L’écologie devrait unir les Français autour d’attentes simples : mieux respirer, mieux se nourrir, être en bonne santé, payer une énergie abordable, protéger notre agriculture, préparer nos territoires aux inondations, aux canicules et aux sécheresses. Elle devrait parler à la France entière. Vous en avez fait le drapeau d’un bloc politique qui fracture et qui exclut.
Le choix n’est pas neutre. En servant de caution verte à Jean‑Luc Mélenchon, vous rendez possible en 2027 une face‑à‑face mortifère entre les extrêmes. Car chaque fois que l’écologie est synonyme de condamnations et de punitions, elle nourrit en retour le potentiel électoral de l’extrême droite. Chaque fois qu’elle se confond avec LFI, elle éloigne les classes moyennes, les territoires ruraux, les ouvriers, les artisans. Chaque fois qu’elle confond outrage militant et sincérité, elle conforte ses opposants populistes.
Il y a bien deux conceptions irréconciliables de l’écologie. La première est celle que vous incarnez désormais : une écologie de la contrainte, de la défiance et du soupçon. Une écologie qui considère l’humain comme le problème. Une écologie qui accumule les interdictions, stigmatise les modes de vie, oppose les territoires et détruit l’emploi et les entreprises. Qui pense la transition contre les Français, au risque de les braquer et de la rendre inacceptable.
« Quand vos alliés refusent le nucléaire, ils fragilisent notre souveraineté et affaiblissent notre capacité à décarboner rapidement »
La seconde est celle que je porte avec beaucoup d’élus locaux et de députés, de droite raisonnable de la gauche responsable : une écologie populaire. Une écologie qui se met au service des femmes et des hommes, qui part de leurs besoins, qui construit des solutions crédibles et désirables. Une écologie qui protège sans punir, qui transforme sans brutaliser, qui embarque chacun mais ne cherche pas à imposer. Une écologie qui crée de la richesse, développe notre économie et investit dans l’avenir.
Je l’ai vécue en tant que ministre. Quand vos alliés refusent le nucléaire, ils fragilisent notre souveraineté et affaiblissent notre capacité à décarboner rapidement. Quand ils dénoncent l’industrie, ils oublient que la transition énergétique a besoin de batteries électriques, de pompes à chaleur, d’acier décarboné ou de véhicules bas carbone qu’il est essentiel de produire en France.

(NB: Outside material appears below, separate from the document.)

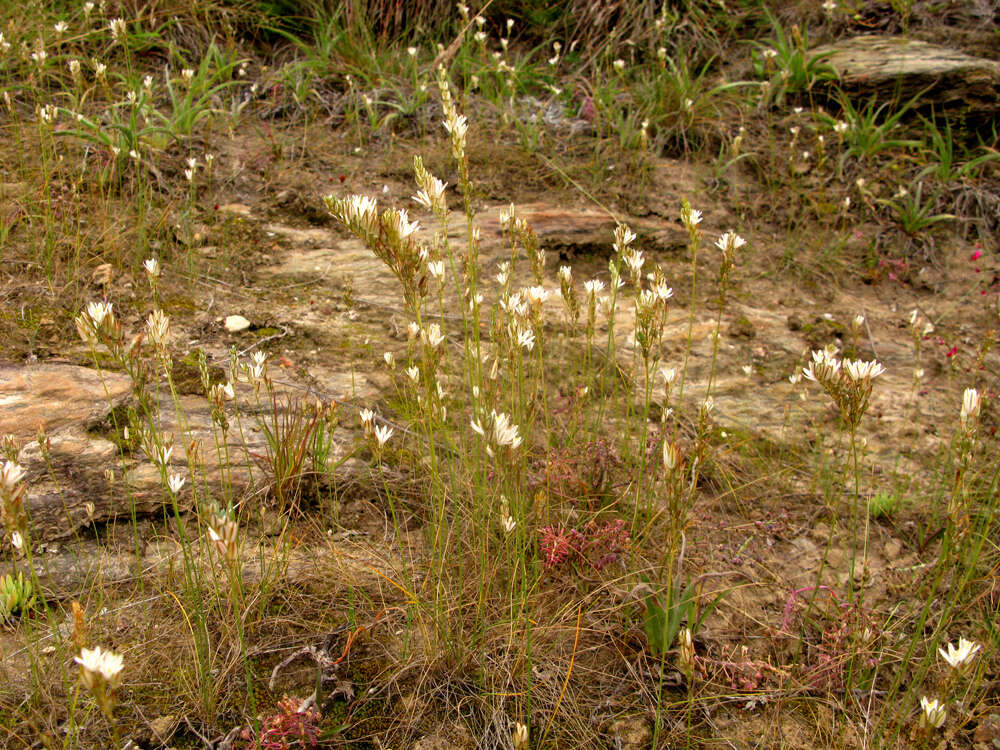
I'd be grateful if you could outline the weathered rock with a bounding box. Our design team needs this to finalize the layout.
[222,315,250,333]
[813,35,1000,118]
[0,363,132,441]
[0,363,370,540]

Quand ils attaquent au tribunal les projets d’infrastructures qui protègent contre les inondations et les sécheresses, ils exposent agriculteurs et habitants. Quand ils culpabilisent les automobilistes, ils pénalisent d’abord ceux qui n’ont pas le choix : les plus précaires, les habitants des zones rurales et des périphéries. Ceux que vous prétendez défendre.
À l’inverse, une écologie efficace investit au lieu d’interdire. Elle relocalise au lieu d’importer cyniquement des marchandises produites au bout du monde dans des conditions sociales et environnementales bien moins exigeantes qu’en France. Elle assume un mix énergétique cohérent, où le nucléaire et les renouvelables avancent ensemble. Elle accompagne les ménages pour rénover leur logement, se déplacer et consommer autrement, sans sacrifier leur pouvoir d’achat. Elle défend nos agriculteurs au lieu de les dresser contre les écologistes.

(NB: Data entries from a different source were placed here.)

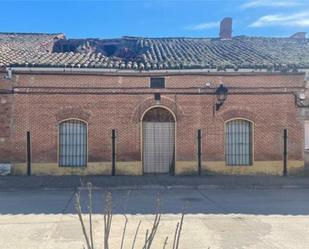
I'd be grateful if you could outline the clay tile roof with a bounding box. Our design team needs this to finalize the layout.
[0,33,309,70]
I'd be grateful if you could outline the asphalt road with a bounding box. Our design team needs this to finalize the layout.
[0,189,309,215]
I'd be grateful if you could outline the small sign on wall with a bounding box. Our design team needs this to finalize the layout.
[0,163,11,176]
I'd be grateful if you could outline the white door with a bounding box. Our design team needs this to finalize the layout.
[143,122,175,173]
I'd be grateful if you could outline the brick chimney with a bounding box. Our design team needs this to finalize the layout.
[219,17,233,40]
[290,32,306,40]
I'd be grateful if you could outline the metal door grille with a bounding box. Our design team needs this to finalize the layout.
[225,119,252,166]
[59,120,87,167]
[143,122,175,173]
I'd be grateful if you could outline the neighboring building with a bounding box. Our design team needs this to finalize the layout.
[0,19,309,175]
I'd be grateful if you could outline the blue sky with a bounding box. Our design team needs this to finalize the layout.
[0,0,309,38]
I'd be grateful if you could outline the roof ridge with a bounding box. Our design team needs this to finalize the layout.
[0,32,64,36]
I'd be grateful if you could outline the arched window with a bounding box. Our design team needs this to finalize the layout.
[225,119,252,166]
[59,119,87,167]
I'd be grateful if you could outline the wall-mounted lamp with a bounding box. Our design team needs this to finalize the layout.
[216,84,228,111]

Dans le Pas‑de‑Calais, où nous sommes toutes deux élues, j’ai vu ce qu’ont produit ces politiques concrètes déployées ces dernières années : des usines qui ont ouvert, des milliers d’emplois, des territoires qui résistent mieux face aux aléas climatiques. Sur le plan national, les émissions de gaz à effet de serre ont baissé cinq fois plus vite depuis 2017 que lorsque votre parti était aux affaires, entre 2012 et 2017. Et c’est bien ce qu’attendent nos concitoyens. Des résultats concrets, des solutions simples et accessibles au plus grand nombre. Pas de grands discours qui masquent mal des accords d’arrière‑cuisine avec Jean‑Luc Mélenchon.